Mattis is currently a frontrunner for the job, though because he only exited the Marine Corps four years ago, Congress will have to pass a waiver to allow him to serve in the Pentagon’s top civilian position.

“I am pleased that the President-elect found General Jim Mattis as impressive as I have in the many years I have had the privilege of  knowing him,” McCain, chairman of the Senate Committee on Armed Services, said in a statement. “General Mattis is one of the finest military officers of his generation and an extraordinary leader who inspires a rare and special admiration of his troops. He is a forthright strategic thinker. His integrity is unshakable and unquestionable. And he has  earned his knowledge and experience the old-fashioned way:  in the crucible of our nation’s defense and the service of heroes.”

“General Mattis has a clear understanding of the many challenges facing the Department of Defense, the U.S. military, and our national security. I hope he has an opportunity to serve America again,” McCain added.

GOP President-elect Donald Trump met with Mattis Saturday morning and later remarked he was “very impressive.”

But Mattis and Trump actually seem to differ significantly on various foreign policy issues, which may be why McCain has offered such a strong endorsement and offered to move along the congressional waiver process.

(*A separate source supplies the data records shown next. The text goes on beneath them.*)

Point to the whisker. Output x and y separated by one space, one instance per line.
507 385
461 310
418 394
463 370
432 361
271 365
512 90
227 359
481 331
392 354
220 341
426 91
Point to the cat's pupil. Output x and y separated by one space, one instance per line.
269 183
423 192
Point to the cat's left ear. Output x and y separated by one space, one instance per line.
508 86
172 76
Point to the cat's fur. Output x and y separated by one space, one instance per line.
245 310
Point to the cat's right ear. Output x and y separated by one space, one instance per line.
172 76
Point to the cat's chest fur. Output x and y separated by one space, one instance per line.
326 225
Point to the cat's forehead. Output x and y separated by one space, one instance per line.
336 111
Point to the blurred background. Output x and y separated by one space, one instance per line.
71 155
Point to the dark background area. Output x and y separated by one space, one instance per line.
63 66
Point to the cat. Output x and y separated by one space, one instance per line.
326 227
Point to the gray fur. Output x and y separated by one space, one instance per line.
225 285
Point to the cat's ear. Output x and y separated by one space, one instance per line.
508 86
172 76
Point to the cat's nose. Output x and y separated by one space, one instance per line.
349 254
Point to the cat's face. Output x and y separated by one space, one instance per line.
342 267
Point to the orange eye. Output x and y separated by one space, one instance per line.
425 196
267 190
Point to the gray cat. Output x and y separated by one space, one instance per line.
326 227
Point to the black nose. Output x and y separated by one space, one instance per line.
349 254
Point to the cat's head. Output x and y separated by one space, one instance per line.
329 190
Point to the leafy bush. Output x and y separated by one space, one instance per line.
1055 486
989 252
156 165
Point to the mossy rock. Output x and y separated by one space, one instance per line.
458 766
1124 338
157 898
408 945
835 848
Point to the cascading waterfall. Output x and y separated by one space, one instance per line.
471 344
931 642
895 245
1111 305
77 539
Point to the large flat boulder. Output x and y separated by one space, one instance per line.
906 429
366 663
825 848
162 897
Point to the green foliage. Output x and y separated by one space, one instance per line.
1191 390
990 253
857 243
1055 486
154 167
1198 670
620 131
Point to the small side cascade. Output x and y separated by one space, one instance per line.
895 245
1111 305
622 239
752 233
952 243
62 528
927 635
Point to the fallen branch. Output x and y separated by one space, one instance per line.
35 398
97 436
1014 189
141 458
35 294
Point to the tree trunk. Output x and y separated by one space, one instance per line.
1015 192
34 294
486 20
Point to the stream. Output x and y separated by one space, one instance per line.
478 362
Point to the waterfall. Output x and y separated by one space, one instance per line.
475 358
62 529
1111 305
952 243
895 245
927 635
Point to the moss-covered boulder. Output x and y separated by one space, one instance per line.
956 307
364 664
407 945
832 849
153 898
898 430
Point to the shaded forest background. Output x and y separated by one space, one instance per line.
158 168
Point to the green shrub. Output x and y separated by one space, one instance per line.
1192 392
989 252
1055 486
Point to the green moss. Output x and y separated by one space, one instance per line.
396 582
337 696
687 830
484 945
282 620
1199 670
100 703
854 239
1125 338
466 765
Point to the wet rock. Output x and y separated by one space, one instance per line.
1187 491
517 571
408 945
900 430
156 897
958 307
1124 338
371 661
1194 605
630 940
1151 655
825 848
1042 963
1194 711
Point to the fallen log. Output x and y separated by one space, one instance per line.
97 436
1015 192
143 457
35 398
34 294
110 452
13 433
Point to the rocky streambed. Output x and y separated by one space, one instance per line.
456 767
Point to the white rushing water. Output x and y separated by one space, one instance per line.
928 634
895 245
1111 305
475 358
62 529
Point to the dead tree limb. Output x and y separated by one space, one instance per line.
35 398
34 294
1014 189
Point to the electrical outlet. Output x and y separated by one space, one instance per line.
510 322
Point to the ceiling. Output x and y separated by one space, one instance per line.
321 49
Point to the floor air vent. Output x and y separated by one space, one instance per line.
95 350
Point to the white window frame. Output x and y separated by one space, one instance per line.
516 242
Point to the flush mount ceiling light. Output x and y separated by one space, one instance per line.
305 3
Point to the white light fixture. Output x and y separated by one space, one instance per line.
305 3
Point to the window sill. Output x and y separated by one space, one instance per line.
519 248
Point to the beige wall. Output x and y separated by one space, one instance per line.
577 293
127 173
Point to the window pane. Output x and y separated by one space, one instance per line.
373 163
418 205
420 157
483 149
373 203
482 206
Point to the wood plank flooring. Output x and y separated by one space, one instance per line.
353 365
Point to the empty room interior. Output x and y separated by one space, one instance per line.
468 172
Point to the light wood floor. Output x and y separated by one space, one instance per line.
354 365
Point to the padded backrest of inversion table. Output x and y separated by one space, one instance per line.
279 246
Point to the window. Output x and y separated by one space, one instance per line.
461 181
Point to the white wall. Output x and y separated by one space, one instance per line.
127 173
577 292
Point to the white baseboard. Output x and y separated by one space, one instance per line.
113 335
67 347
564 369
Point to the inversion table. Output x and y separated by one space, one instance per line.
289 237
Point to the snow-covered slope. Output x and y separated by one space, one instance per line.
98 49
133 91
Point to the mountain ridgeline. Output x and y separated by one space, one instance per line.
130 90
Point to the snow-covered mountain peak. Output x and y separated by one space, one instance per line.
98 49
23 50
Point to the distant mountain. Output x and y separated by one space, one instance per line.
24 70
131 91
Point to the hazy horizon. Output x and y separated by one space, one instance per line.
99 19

Mattis has criticized Trump indirectly by taking aim at Jeffrey Goldberg’s profile of Obama for the New Yorker, in which Mattis said he thought Obama’s mistaken impressions about U.S. allies lined up closely with Trump’s position.

“It wasn’t Trump; it was the president saying that our allies are free riders and that sort of thing,” Mattis said. “For a sitting U.S. president to see our allies as freeloaders is nuts.”

Additionally, Mattis is intent on seeing an increase in ties between the U.S. and intelligence agencies in the Middle East, particularly Saudi Arabia. Back in 2012, Mattis also supported delivering weapons to Syrian rebels to take out the regime of Syrian President Bashar al-Assad. Trump, on the other hand, has argued for dropping support to the rebels, as “we have no idea who these people are.”

Instead of targeting Assad, Trump appears much more interested in taking down the Islamic State more directly.